1. What are the challenges that managers face in today's competitive world?
2. What are the advantages of a franchise?
For individual entrepreneurs, the franchise provides a less risky route to starting a business. The franchise agreement allows a businessperson to trade under the name of an established brand, backed by an established organization (the franchisor), while retaining ownership of the business. Under the agreement, the business owner (franchisee) pays fees to the franchisor organization for the right to sell its products and services. The franchisee does not have the freedom over the business that an independent owner would have Compare the features of sole proprietorship and partnership., but stands a greater chance of success due to the strength of the established business formula of the brand.
1. Describe each of the major functions of management: planning, organizing, leading, and controlling.
The main difference between private and public limited companies is that public limited companies have no restriction on the number of shareholders or on the freedom to buy and sell shares. Shares in plcs can be bought and sold on the stock market at any time by individual members of the public Compare the features of sole proprietorship and partnership., other companies or organizations.
By selling shares to the general public as well as to other companies and organizations, plcs can raise vast amounts of capital in ways that are inaccessible to Ltds. Additional shares can be issued and sold to raise further capital. In this way, a plc can finance costly expansion, development and research programs which are often beyond the means of other types of business. For example, retail chains such as Marks and Spencer can purchase prime trading sites to increase customer base, and major companies like Unilever can spend huge amounts on research to keep its products Compare the features of sole proprietorship and partnership. ahead of those of its competitors.
Compare the features of sole proprietorship and partnership.
A sole trader has a complete control over the decision making and running of the business. A sole trader can employ others to help run the business.Setting up as a sole trader can be the least expensive way of starting a business. Many sole traders start with a minimum of capital or finance. They often begin by operating from small premises, such as a shop, small workshop or Compare the features of sole proprietorship and partnership. office.
They have unlimited liability. Many of them take out a bank loan to help finance the start-up costs of the business. The lender will probably require the loan to be secured on the owner’s personal property
Generally a partnership has between two and twenty partners. The partners share both control of the business and its profits. Responsibility for the business is shared between the partners. This means that no single partner has to oversee the whole business, but each partner is able to concentrate on that part of the business in which he or she excels. The sources of Compare the features of sole proprietorship and partnership. finance available are the personal funds, profits retained and bank loans. The owners of a partnership have unlimited liability and are likely to have to use their personal property as security for any loan.
1. What roles do managers act out at various times?
2. Mergers and acquisitions have become increasingly important. What is the driving force behind them?
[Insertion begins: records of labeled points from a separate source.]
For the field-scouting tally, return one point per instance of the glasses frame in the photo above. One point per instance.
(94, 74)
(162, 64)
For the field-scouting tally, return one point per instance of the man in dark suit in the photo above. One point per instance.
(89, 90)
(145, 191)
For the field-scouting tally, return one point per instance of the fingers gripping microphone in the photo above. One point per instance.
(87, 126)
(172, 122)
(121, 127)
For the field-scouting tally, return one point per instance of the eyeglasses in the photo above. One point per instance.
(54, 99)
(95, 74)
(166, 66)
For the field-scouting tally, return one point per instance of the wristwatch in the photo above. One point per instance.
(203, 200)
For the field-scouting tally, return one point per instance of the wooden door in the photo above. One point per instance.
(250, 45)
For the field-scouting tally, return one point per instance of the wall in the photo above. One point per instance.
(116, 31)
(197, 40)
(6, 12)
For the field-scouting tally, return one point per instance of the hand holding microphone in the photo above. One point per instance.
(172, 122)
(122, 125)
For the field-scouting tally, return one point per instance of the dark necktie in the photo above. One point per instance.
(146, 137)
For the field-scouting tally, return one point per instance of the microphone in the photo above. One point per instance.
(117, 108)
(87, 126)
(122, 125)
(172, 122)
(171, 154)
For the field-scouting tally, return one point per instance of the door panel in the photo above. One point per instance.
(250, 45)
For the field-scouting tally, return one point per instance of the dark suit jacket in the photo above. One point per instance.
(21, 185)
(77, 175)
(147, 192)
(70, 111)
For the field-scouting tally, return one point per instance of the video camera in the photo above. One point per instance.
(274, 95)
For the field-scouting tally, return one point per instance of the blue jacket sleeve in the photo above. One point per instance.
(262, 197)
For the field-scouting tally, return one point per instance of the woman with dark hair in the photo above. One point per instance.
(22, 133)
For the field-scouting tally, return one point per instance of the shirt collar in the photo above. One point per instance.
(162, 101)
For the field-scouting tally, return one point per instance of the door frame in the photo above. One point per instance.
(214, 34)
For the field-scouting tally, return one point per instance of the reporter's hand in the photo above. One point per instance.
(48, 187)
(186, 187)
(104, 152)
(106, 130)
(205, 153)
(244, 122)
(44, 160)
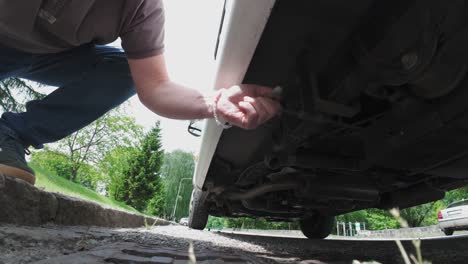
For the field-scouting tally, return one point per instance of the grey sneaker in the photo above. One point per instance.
(12, 152)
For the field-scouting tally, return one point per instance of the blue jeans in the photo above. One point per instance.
(91, 79)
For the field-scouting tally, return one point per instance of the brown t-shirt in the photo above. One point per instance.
(51, 26)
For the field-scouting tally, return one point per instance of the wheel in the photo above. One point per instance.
(448, 232)
(317, 227)
(198, 213)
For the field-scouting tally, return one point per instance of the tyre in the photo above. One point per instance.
(317, 227)
(448, 232)
(198, 213)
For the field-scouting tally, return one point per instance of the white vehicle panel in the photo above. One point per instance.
(454, 217)
(243, 26)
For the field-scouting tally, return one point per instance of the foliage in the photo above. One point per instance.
(422, 215)
(375, 219)
(177, 172)
(455, 195)
(90, 144)
(14, 92)
(51, 182)
(114, 165)
(216, 222)
(142, 176)
(59, 164)
(54, 161)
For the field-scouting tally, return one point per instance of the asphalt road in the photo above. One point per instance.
(171, 244)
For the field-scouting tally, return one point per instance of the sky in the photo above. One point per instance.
(190, 38)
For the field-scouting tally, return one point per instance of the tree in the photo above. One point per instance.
(142, 177)
(90, 144)
(14, 92)
(177, 171)
(113, 166)
(421, 215)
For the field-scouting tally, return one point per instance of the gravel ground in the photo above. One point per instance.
(170, 244)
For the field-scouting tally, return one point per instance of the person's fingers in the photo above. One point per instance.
(272, 107)
(262, 112)
(251, 116)
(260, 90)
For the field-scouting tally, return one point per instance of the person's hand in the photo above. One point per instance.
(246, 105)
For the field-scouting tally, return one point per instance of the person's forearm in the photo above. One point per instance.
(175, 101)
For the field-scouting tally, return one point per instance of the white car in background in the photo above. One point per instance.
(374, 110)
(454, 217)
(184, 221)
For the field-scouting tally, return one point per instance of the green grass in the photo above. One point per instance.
(53, 183)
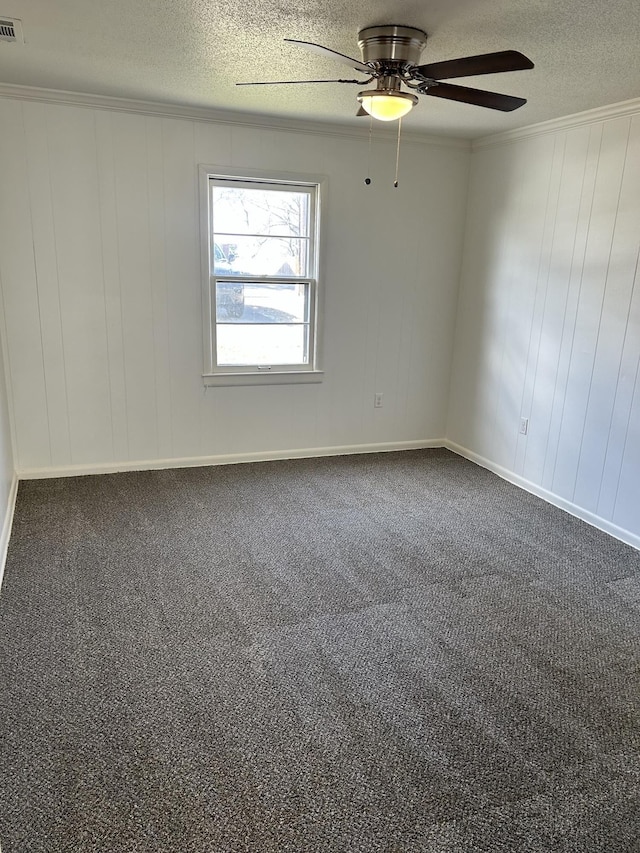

Mergers and acquisitions are the key to companies’ growth strategies. A major driving force has been the enhancement of shareholder value, bringing cost savings and efficiencies. There are three main types of integration: horizontal, vertical and conglomerate.
Horizontal integration Compare the features of sole proprietorship and partnership. (also referred to as consolidation) occurs when two businesses making similar products join together. One car manufacturer buying another car manufacturer or a supermarket chain buying another supermarket chain would be an example of horizontal integration.
Vertical integration takes place when a business integrates with either a supplier (backward vertical integration) or a customer (forward vertical integration). It is vertical because the integration occurs between two businesses at different points on the chain of production for a product. For instance, a car manufacturer buying a car component company would be an example of backward vertical integration. A catering company buying Compare the features of sole proprietorship and partnership. a chain of fast food outlets would be an example of forward vertical integration.
Conglomerate integration takes place when two business making unrelated products join together. For example, a cigarette manufacturer buying an insurance company would be a conglomerate takeover. A steel manufacturer merging with a health care company would a conglomerate merger.
1. Explain why a knowledge base and key management skills are important to managers.